- Directed by: Carlo Ludovico Bragaglia
- Screenplay by: Bruno Corbucci; Giovanni Grimaldi ;
- Story by: Bruno Corbucci; Giovanni Grimaldi ;
- Produced by: Gianna Buffard
- Starring: Aldo Fabrizi; Nino Taranto; Erminio Macario; Carlo Croccolo;
- Cinematography: Tino Santoni
- Edited by: Giulianna Attenni
- Music by: Gianni Ferrio
- Production companies: Titanus; Societe Generale de Cinematographie;
- Release date: 1963;
- Running time: 105 minutes
- Countries: Italy; France;

= The Four Musketeers (1963 film) =

The Four Musketeers (I quattro moschettieri, Le quatrième mousquetaire) is a 1963 Italian-French adventure-comedy film co-written and directed by Carlo Ludovico Bragaglia and starring Aldo Fabrizi, Erminio Macario and Nino Taranto.
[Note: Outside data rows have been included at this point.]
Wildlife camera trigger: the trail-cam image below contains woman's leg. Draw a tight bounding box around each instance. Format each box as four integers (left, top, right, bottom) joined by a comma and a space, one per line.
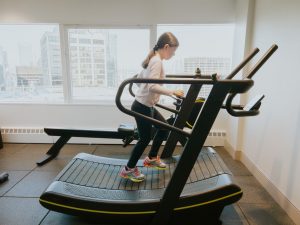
148, 109, 169, 158
127, 101, 152, 168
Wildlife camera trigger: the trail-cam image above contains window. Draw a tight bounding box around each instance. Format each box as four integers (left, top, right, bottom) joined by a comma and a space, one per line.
0, 24, 234, 104
0, 25, 63, 102
157, 24, 234, 101
68, 28, 150, 103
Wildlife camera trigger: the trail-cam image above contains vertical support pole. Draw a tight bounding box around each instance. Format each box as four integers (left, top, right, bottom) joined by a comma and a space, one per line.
161, 84, 202, 158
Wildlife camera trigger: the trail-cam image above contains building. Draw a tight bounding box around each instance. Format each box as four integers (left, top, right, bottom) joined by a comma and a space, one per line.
40, 30, 62, 87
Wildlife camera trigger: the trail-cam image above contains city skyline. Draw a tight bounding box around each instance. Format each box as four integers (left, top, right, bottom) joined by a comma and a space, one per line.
0, 26, 231, 101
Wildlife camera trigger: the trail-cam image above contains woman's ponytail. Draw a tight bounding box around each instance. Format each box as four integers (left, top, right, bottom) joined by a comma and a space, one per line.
142, 32, 179, 69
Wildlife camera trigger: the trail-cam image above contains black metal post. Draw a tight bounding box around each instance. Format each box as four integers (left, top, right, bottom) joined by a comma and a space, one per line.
151, 83, 229, 225
161, 84, 202, 158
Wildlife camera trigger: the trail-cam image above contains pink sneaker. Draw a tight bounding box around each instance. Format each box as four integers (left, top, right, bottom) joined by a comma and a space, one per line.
144, 156, 166, 170
120, 167, 145, 182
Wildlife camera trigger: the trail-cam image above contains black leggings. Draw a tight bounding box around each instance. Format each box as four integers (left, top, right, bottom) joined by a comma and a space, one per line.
127, 100, 169, 168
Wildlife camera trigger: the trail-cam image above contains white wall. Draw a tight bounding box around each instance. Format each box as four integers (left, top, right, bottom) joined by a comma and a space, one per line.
0, 0, 235, 25
0, 0, 235, 138
241, 0, 300, 224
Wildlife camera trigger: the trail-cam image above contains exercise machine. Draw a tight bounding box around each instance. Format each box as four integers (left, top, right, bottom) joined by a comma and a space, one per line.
40, 45, 278, 225
37, 71, 214, 166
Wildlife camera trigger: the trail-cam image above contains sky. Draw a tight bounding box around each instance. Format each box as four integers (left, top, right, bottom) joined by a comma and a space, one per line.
0, 24, 234, 74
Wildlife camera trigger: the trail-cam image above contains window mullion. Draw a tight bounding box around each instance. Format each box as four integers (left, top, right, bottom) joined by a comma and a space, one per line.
59, 24, 72, 103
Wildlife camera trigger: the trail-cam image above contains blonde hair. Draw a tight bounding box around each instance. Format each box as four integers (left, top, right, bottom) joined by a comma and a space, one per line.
142, 32, 179, 69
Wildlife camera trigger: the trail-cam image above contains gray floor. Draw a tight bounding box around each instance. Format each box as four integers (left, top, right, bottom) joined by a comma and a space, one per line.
0, 144, 294, 225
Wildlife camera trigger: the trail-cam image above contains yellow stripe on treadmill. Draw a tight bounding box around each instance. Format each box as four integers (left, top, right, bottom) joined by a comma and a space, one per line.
40, 191, 243, 215
40, 199, 155, 215
174, 191, 243, 210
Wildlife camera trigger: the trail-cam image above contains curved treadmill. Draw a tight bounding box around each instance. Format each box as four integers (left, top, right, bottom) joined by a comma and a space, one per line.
40, 148, 242, 224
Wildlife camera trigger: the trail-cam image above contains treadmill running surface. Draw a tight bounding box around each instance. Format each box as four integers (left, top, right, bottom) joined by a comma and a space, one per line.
40, 148, 242, 224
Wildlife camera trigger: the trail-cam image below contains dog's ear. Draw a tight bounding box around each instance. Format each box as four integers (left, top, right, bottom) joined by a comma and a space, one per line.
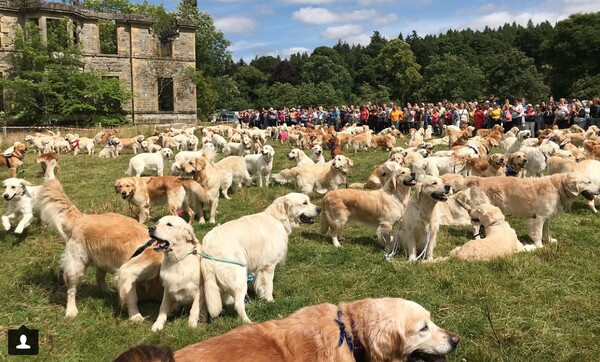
563, 174, 580, 197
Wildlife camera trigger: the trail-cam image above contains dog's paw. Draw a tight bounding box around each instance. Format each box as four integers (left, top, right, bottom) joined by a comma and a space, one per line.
129, 313, 144, 323
65, 308, 79, 318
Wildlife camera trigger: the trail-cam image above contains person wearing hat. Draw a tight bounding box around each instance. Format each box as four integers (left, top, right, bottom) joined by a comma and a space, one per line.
523, 103, 535, 136
489, 103, 502, 126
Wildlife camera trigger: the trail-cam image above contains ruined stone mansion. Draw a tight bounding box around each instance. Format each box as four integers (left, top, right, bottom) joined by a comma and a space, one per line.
0, 0, 196, 123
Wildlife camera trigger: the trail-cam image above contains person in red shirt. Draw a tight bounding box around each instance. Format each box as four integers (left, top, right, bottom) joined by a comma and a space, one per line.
473, 104, 485, 130
360, 106, 369, 126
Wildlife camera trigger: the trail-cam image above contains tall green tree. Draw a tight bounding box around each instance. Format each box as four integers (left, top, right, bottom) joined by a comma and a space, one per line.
481, 48, 550, 101
543, 12, 600, 97
377, 39, 422, 101
420, 54, 486, 102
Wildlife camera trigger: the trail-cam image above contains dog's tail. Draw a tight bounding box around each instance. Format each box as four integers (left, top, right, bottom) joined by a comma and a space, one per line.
204, 272, 223, 318
348, 182, 365, 189
125, 162, 134, 176
35, 179, 83, 241
273, 167, 298, 184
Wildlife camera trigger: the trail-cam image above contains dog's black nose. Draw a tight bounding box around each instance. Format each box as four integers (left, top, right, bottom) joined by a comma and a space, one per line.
450, 333, 460, 348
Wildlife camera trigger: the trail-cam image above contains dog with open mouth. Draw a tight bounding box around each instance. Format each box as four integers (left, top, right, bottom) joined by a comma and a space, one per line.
2, 178, 40, 234
175, 298, 460, 362
321, 167, 416, 248
200, 193, 321, 322
148, 215, 207, 332
396, 176, 450, 261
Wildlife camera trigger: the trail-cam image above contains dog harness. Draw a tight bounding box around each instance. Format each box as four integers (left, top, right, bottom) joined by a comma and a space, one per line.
505, 165, 517, 177
333, 307, 366, 361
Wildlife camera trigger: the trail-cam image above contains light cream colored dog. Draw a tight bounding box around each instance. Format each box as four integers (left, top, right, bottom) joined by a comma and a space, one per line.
115, 176, 206, 224
321, 168, 416, 248
35, 180, 163, 321
465, 173, 600, 248
288, 148, 315, 167
443, 204, 535, 261
175, 298, 460, 362
201, 193, 321, 322
149, 216, 207, 332
274, 155, 354, 194
394, 176, 450, 261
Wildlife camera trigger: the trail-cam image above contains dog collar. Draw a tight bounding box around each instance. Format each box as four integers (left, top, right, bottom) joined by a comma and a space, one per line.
333, 307, 366, 361
129, 239, 154, 260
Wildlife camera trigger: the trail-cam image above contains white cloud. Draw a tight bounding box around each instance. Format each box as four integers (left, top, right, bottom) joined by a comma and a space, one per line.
281, 47, 311, 58
215, 15, 256, 34
321, 24, 362, 40
283, 0, 333, 5
342, 34, 371, 45
292, 7, 339, 24
256, 4, 275, 15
It is a loose parody of Alexandre Dumas' The Three Musketeers.

==Cast==
- Aldo Fabrizi as Bouboule
- Erminio Macario as Dubois
- Nino Taranto as Frisson
- Carlo Croccolo as Lapin
- Peppino De Filippo as Cardinal Richelieu
- Carla Marlier as Costanza Bonacieux
- Béatrice Altariba as Queen Anne of Austria
- Lisa Gastoni as Milady de Winter
- Alberto Bonucci as Cyrano de Bergerac
- Francesco Mulè as Louis XIII
- Georges Rivière as D'Artagnan
- Nando Poggi as Athos
- Betto Di Paolo as Aramis
- Andrea Aureli as Porthos
- Franco Ressel as Lord Buckingham
- Nino Terzo as Rochefort
- John Francis Lane as Bonacieux
- Anna Campori as Marianna
- Milena Vukotic as Milady's Maid

==Release==
The Four Musketeers was released in 1963.